1107 - KOROWAI - 7a. parte

KOROWAI

7ª. Parte

Desmontar o acampamento e colocar todos os apetrechos nas costas de todos, tanto homens quanto mulheres, foi coisa de pouco tempo. Os componentes da expedição estavam momentaneamente reduzidos de seis membros, portanto eram oito pessoas, sobre cujos ombros a carga teve de ser distribuída igualmente, para que todos mantivessem o mesmo passo e o retorno a Papua Fairpoint fosse o mais rápido possível.

Dijibuto foi à frente, e com ele, ia doutor Nelson, que desejava saber o que o guia havia visto antes da doutora Susana ficar doente.

— Houve uma reunião de todos os homens ao redor da fogueira central em frente à cabana elevada do chefe Rangun-Kalan, aquele que esteve no nosso acampamento e que nos levou para a área de sua tribo. Foi uma espécie de “festa” em homenagem ao chefe da expedição que queria chegar até onde os Korowai habitavam. Muita discussão. Chegaram a um acordo que sim, a expedição seria aceita no meio deles. Começaram beber e comer coisas que já se encontravam. Pedaços de carne, ainda com ossos, bananas assadas e pouca coisa mais. Eles não têm muita comida, por isso não havia muita coisa.

— As carnes... eram de bichos, de animais da jângal? — Perguntou Nelson.

— Vi as cabeças de dois javalis. Os homens gostaram muito, abrindo a cabeça e comendo o miolo. Elas ficaram em puro osso. Toda a carne foi consumida até os ossos ficarem limpos. Acho que toda a carne era desses bichos do mato.

— Você estava entre eles, os Korowais?

— Não, eles sabiam que eu era apenas um guia, e não estava na roda. Apenas fiquei olhando, como as mulheres e as crianças.

— E a doutora Susana?

— Ela comeu um pouco da carne assada e das bananas também assadas, sobre folhas de bananeiras. E depois que acabou a carne e o resto da alimentação, começaram beber. E a ficar alegres.

— Você bebeu? E a doutora, também bebeu?

— Ao meu lado tinha uma velha que tirou não se de onde, uma cabaça e fez sinal para que eu bebesse. Disse que não. Então, ela bebeu uns goles e depois me ofereceu de dono. Queria dizer que não era veneno nem nada perigoso. Tomei um trago. Acho que nunca bebi coisa tão ruim. Forte. Desceu garganta abaixo que nem fogo. Vi que a doutora também experimentou, mas fez uma careta muito feia.

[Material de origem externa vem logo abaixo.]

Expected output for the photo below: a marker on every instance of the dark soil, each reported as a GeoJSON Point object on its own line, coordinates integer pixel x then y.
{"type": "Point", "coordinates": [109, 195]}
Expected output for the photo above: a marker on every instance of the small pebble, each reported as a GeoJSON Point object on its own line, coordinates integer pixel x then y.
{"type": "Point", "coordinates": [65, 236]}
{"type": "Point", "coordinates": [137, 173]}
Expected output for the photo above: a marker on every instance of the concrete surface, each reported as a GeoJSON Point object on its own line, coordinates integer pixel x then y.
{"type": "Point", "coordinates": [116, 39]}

— E quando acabou a “festa”?

— Levantaram-se aos poucos, cada qual levando sua família em direção ás suas cabanas nas árvores. A doutora levantou-se e pareceu que estava tonta. Segurou no ombro de Ragum e nos braços de suas mulheres. Quis me aproximar para ajudar a doutora, mas o chefe não deixou. Ao chegarem ao pé da escada que subia para a choça de Ragum, acho que a doutora já não sabia o que estava fazendo, pois Ragun, que subia na frente, foi puxando ela pelos braços. Ele e as duas mulheres suas companheiras a levaram para a palhoça armada no topo de troncos de árvores. Fiz uma tentativa de subir, mas os outros homens me impediram. Fiquei brabo, ameacei e amaldiçoei, mas nada valeu.

— Nos dias em que ficou lá, viu a doutora Susana? Tentou novamente subir a escada da casa do chefe?

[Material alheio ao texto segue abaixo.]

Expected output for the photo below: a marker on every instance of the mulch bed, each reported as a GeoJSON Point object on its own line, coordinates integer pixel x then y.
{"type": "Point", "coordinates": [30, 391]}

— Fiquei ao pé da escada o tempo todo. E dois homens com lanças curtas ficaram ao meu lado, me vigiando. O chefe e as mulheres desceram diversas vezes, perguntei por que a doutora não descia, se ela estava bem, mas não recebi resposta. Parece que eu nem existia, falando com o vento. E os dois homens (foram substituídos várias vezes) sempre me impedindo a subida. Fui ficando cansado e procurei um lugar para me sentar. Achei um lugar debaixo de uma arvore de fronde baixa, com bastante sombra, e deitei. Já era a tarde do segundo dia. Dormi. Não sei quanto tempo, mas já era de noite quando acordei. Fiquei deitado pensado o que fazer. Fingi que estava dormindo e olhei para a escada. Lá estavam os dois guardas. De costas para mim, nem se importando se eu estava dormindo ou acordado. Uma pequena fogueira estava acessa e eles também pareciam casados.

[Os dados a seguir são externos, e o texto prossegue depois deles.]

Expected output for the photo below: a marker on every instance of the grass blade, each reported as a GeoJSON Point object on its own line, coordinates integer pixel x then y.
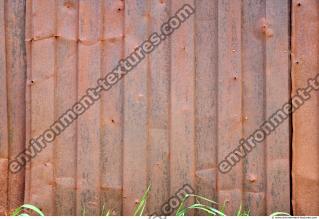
{"type": "Point", "coordinates": [139, 210]}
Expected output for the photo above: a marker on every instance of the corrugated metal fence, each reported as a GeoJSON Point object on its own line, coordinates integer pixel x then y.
{"type": "Point", "coordinates": [168, 122]}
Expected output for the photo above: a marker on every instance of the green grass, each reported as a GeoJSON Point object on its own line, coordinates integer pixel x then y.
{"type": "Point", "coordinates": [182, 210]}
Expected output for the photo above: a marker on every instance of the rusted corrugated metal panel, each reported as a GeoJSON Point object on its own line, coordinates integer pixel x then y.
{"type": "Point", "coordinates": [12, 97]}
{"type": "Point", "coordinates": [172, 119]}
{"type": "Point", "coordinates": [305, 65]}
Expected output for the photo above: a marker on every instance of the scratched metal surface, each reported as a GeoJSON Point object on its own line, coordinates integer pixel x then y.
{"type": "Point", "coordinates": [171, 120]}
{"type": "Point", "coordinates": [305, 65]}
{"type": "Point", "coordinates": [12, 100]}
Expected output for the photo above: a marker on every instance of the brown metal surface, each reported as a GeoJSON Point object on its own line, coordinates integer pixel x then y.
{"type": "Point", "coordinates": [172, 118]}
{"type": "Point", "coordinates": [168, 122]}
{"type": "Point", "coordinates": [12, 100]}
{"type": "Point", "coordinates": [305, 65]}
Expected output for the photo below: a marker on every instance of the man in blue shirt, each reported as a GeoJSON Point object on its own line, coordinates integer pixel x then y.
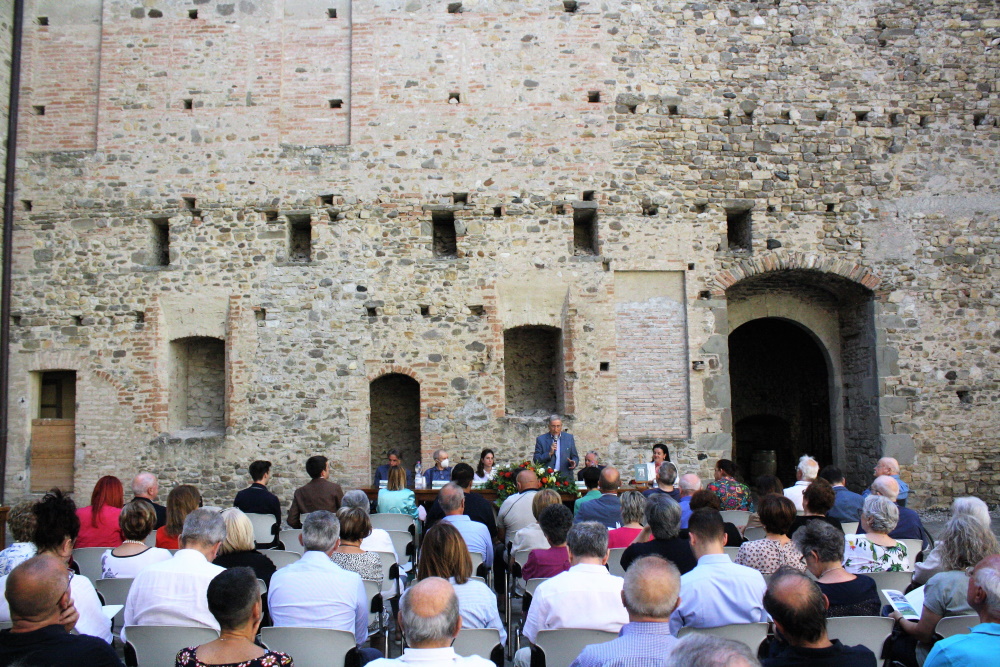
{"type": "Point", "coordinates": [979, 647]}
{"type": "Point", "coordinates": [847, 504]}
{"type": "Point", "coordinates": [652, 585]}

Dijibuto não parava um instante de usar seu afiado facão para cortar as pontas dos arbustos e de galhos que poderiam dificultar a marcha da caravana. Embora tivessem passado por ali há apenas alguns dias, a pujança da jângal já se apresentava com novos brotos e mato nascendo com força.

—Então pensei que nada ia conseguir ficando ali. Tinha de fugir e voltar ao acampamento. Foi o que fiz. Sai com muito cuidado e evitei seguir pela trilha, pois quando descobrissem a minha saída, eles iam correr direto para a trilha, pensando que eu iria fugir por ela. Por isso cheguei ao acampamento todo machucado pelas ramagens, pelos espinhos e pelos tombos que leve, na pressa de chegar e sem ver direito, pois estava uma noite muito escura. fuga até aqui.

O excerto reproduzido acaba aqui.